« La souffrance est salutaire »
C'est la phrase qui résonnait en boucle dans la tête d'Ada.
Pour tenter d'oublier les maux qu'ils vivent, certains s'accrochent à une addiction, d'autres à des souvenirs heureux. Pour elle, c'était ces mots. Ce mantra mensonger qui lui permettais de tenir, en équilibre au bord du gouffre. Elle l'avait lu quelques années auparavant dans les premières pages d'un livre et à présent, c'était la seule phrase dont elle se rappelait. Parce que ça lui avait toujours semblé salvateur et utopique en lui promettant une issue.
À 28 ans, la jeune fille paraissait déjà fatiguée de la vie. Elle avait les yeux remplis en permanence de désespoir et le corps qui menaçait de s'écrouler. Elle avait aussi l'amour.

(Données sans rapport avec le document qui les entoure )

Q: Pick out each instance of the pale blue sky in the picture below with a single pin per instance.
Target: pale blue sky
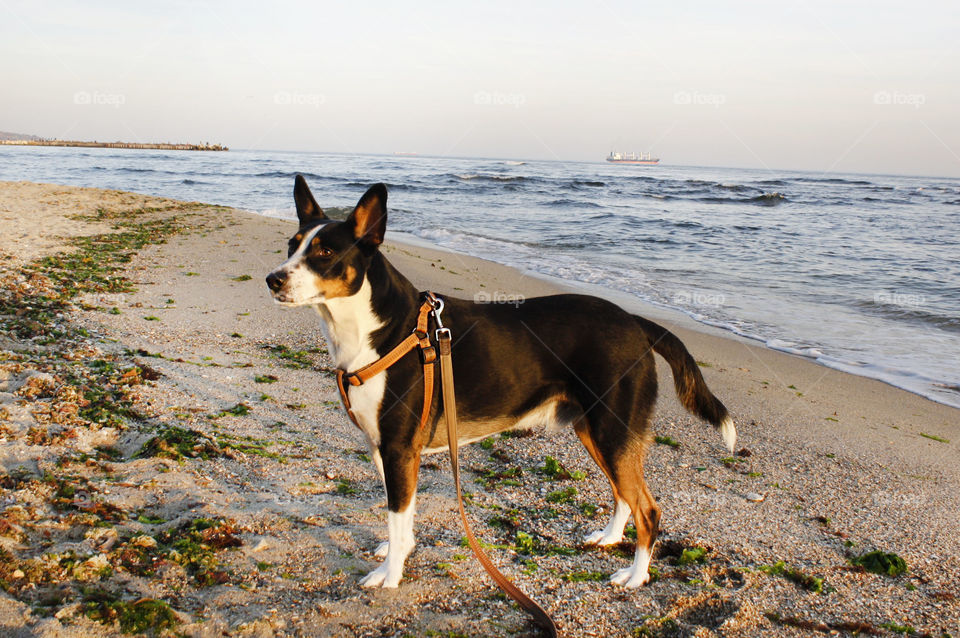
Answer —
(849, 86)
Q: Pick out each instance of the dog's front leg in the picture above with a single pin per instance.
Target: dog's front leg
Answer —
(400, 479)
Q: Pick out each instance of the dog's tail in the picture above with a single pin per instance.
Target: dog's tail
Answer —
(692, 390)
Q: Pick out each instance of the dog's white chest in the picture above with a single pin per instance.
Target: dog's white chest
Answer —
(348, 324)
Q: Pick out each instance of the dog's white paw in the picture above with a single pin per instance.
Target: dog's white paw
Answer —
(602, 537)
(382, 577)
(630, 577)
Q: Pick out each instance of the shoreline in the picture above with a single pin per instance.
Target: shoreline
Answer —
(681, 317)
(160, 146)
(844, 465)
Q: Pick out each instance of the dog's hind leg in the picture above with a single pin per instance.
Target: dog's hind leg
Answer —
(646, 516)
(613, 532)
(400, 478)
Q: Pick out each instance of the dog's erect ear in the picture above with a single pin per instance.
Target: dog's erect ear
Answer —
(369, 218)
(307, 207)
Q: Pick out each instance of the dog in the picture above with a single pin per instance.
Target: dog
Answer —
(558, 360)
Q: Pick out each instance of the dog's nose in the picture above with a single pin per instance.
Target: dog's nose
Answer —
(275, 280)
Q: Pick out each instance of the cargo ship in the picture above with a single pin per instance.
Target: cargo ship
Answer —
(632, 158)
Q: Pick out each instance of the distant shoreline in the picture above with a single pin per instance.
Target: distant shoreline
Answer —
(131, 145)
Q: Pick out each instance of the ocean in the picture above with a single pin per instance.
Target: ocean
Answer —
(857, 272)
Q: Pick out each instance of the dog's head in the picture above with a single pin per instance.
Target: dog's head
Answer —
(328, 259)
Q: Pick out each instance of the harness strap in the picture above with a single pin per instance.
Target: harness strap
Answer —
(428, 354)
(450, 412)
(421, 338)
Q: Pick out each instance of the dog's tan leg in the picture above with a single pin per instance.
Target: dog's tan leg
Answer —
(646, 516)
(400, 478)
(613, 532)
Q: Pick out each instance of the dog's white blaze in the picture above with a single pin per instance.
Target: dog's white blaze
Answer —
(348, 324)
(729, 433)
(613, 532)
(299, 289)
(401, 543)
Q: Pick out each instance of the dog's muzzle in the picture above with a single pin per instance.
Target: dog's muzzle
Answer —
(275, 280)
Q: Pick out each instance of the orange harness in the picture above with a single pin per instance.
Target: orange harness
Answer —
(428, 354)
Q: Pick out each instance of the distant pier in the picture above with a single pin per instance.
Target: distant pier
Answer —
(160, 147)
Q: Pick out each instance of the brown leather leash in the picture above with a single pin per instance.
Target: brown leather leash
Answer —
(421, 338)
(540, 616)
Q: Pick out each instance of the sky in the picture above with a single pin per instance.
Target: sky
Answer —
(870, 87)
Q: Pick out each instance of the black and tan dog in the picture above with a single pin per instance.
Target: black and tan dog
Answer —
(563, 359)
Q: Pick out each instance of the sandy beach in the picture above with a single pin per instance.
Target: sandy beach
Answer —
(174, 457)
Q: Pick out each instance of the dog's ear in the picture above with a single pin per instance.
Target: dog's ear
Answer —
(369, 218)
(307, 207)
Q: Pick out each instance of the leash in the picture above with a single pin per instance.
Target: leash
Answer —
(420, 338)
(428, 354)
(540, 616)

Ada avait rencontré Christian à ses 17 ans et depuis, malgré les tribulations qu'il lui avait fait subir, n'avais perdu aucune once de l'amour qu'elle lui portait depuis son adolescence. C'était ce qui la rendait aussi malheureuse.
Elle avait supporté plusieurs choses de sa part. Oui il fallait supporter parce qu'elle était une femme et parce que sa défunte mère lui avait appris que le mariage était fait de batailles, qu'on devait rester, toujours. Et puis il fallait respecter la promesse du mariage : « Être là dans les meilleurs moments comme dans les pires ». Sauf que le pire ne cessait de perdurer. Christian ne se gênait aucunement pour poser des actes qui pouvaient péricliter son mariage. C'était l'archétype parfait de l'homme toxique qui rendait la vie impossible à sa femme. Seulement lui, ne lui faisait pas subir des violences physiques. C'était pire. Il buvait du petit lait en lui rappelant quand elle se plaignait, qu'elle ne pouvait pas avoir d'enfant et que d'ailleurs elle devait se taire parce qu'elle était « une femme incomplète ». C'était exactement les mots qu'il répétait. Après, il s'en allait, laissant Ada verser des larmes, demander au ciel pourquoi elle devait subir tout cela et à la fin, se rappeler de son mantra: la souffrance est salutaire.
Inlassablement, Ada avait passé ses nuits à espérer que son mari redevienne comme avant, sage et n'ayant d'yeux que pour elle.
Elle avait sillonné là moitié des églises de la ville en quête de réconfort et d'espérance de changement. Pendant ces dernières années, elle s'éteignait petit à petit en essayant de rallumer la flamme de l'amour qui les avaient drogué de bonheur auparavant. Mais Christian ne s'arrêtait jamais. Il ne cessait de chicaner et elle, ne cessait d'espérer. À en pleurer. Et quelque fois, quand la douleur était trop, elle soliloquait dans la chambre, les draps humidifiés par ses larmes et le cœur qui menaçait d'imploser.
Peut-être qu'elle souffrait beaucoup des actes de son mari, mais elle souffrait encore plus de l'amour viscéral qu'elle lui portait, malgré tout.